Figure 3. T-cell activation mediated by oncolytic viruses-delivered B7H3 BiTE. (A–D) PBMCs were cultured alone or co-cultured with the indicated cell lines in the absence (Mock) or presence of the supernatants of OAd or OAd-B7H3-BiTE-infected cells for 48 hours. (A) Representative brightfield images are shown. (B) Representative flow cytometry histograms showing FSC-A of CD4⁺ and CD8⁺ T cells. (C) Cumulative data of flow cytometry showing CD69 or CD107a expression in CD4⁺ and CD8⁺ T cells. (D) The levels of IFN-γ and IL-2 in supernatants at 48 hours measured by ELISA. (E) T-cell proliferation assay. CFSE-stained PBMCs were co-cultured with MGC-803 cells and incubated with or without the supernatants of OAd or OAd-B7H3-BiTE-infected cells. Proliferation was determined after incubation for 4 days. Statistical analysis was performed by unpaired Student’s t-test (n=3). NS: not significant; **p<0.01, ***p<0.001, and ****p<0.0001. Data are presented as the mean±SD. BiTE, bispecific T-cell engager; CFSE, 5-(and 6)-carboxyfluorescein diacetate succinimidyl ester; IFN, interferon; IL, interleukin; OAd, oncolytic adenovirus; PBMC, peripheral blood mononuclear cell.
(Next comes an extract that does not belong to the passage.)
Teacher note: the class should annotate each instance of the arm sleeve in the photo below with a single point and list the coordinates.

Figure 4. T-cell cytotoxicity mediated by OAd-B7H3-BiTE. (A–C) After labeling with CFSE, MGC-803 (A), U87 (B) or Raji (C) cells were infected with OAd or OAd-B7H3-BiTE; uninfected cells (Mock) were used as a control. After 24 hours, peripheral blood mononuclear cells were added and co-cultured for 48 hours. Representative flow cytometry plots (left) and cumulative data (right) are shown. Dead target cells are defined as CFSE⁺ Zombie Dye⁺. The percentage of dead target cells is calculated as follows: CFSE⁺ Zombie-Dye⁺/CFSE⁺. Statistical analysis was performed by unpaired Student’s t-test (n=3). **p<0.01, ***p<0.001, and ****p<0.0001. Data are presented as the mean±SD. BiTE, bispecific T-cell engager; CFSE, 5-(and 6)-carboxyfluorescein diacetate succinimidyl ester; OAd, oncolytic adenovirus.
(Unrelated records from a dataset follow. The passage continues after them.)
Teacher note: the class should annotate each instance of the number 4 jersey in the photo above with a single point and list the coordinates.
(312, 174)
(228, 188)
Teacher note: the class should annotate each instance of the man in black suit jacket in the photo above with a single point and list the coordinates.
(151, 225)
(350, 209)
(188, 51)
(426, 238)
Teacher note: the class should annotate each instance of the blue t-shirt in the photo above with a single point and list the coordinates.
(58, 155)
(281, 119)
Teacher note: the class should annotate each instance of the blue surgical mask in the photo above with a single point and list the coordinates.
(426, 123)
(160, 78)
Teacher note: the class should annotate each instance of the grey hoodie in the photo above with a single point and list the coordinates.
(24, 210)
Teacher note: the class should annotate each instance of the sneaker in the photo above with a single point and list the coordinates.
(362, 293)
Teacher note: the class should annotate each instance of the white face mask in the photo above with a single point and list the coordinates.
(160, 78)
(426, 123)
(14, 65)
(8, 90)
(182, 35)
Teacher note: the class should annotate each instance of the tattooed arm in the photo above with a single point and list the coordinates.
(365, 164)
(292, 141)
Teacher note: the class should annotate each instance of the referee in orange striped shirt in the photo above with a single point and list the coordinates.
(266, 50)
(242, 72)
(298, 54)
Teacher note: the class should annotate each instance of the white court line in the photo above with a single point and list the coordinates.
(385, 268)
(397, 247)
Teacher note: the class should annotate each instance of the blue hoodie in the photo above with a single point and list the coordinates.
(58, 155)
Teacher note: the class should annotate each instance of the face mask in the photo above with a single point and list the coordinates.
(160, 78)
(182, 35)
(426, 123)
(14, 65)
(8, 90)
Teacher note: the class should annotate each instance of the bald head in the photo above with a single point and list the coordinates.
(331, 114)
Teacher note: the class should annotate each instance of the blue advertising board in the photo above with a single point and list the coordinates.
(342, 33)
Figure 5. OAd-B7H3-BiTE treatment elicits potent therapeutic effects in vivo. (A) Schematic diagram of treatment schedule for MGC-803 bearing mice (B–G). (B) Representative flow cytometry plots showing human CD45⁺ CD3⁺ T cells in tumor and spleen of untreated mice. Flow cytometry plots gated on live-cell population. (C) Summary data for average tumor growth (left) and body weight changes (right) for all treatment groups. (D) Tumor pictures and weights for all treatment groups. (E–F) Primary tumors were collected and analyzed with reverse transcription-quantitative PCR to examine the expression of E1a (E) and B7H3 BiTE (F). (G) Representative H&E staining of the major organs for all treatment groups. Statistical analysis was performed by unpaired two-way analysis of variance (C) or unpaired Student’s t-test (D) (n=5). ***p<0.001, and ****p<0.0001. Data are presented as the mean±SD. BiTE, bispecific T-cell engager; mRNA, messenger RNA; OAd, oncolytic adenovirus; PBS, phosphate-buffered saline; PBMC, peripheral blood mononuclear cell; s.c., subcutaneous injection.
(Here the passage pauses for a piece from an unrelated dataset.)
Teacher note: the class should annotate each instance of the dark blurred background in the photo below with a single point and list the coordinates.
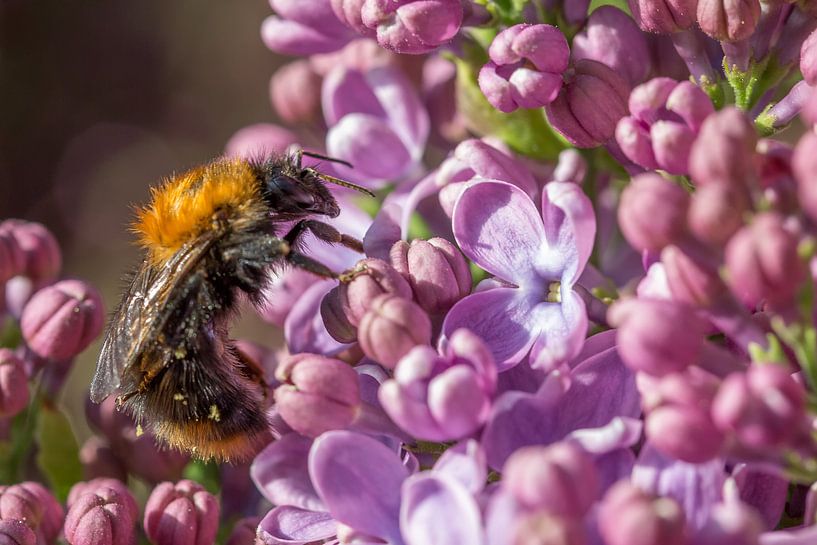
(101, 99)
Figure 6. OAd-B7H3-BiTE increases T-cell infiltration and activation. Flow cytometry analysis of T cells in the tumor xenografts model treated as described in figure 5A. (A) Proportion of CD4⁺ and CD8⁺ TILs. (B–D) The expression of CD69 (B), Tim-3 (C) and PD-1 (D) on TILs. (E) Expression of CD69 on CD4⁺ and CD8⁺ T cells in the spleen. Statistical analysis was performed by unpaired Student’s t-test (n=5). NS: not significant; *p<0.05, **p<0.01. Data are presented as the mean±SD. BiTE, bispecific T-cell engager; OAd, oncolytic adenovirus; PD-1, programmed cell death-1; TILs, tumor-infiltrating lymphocytes; Tim-3, T cell immunoglobulin mucin-3.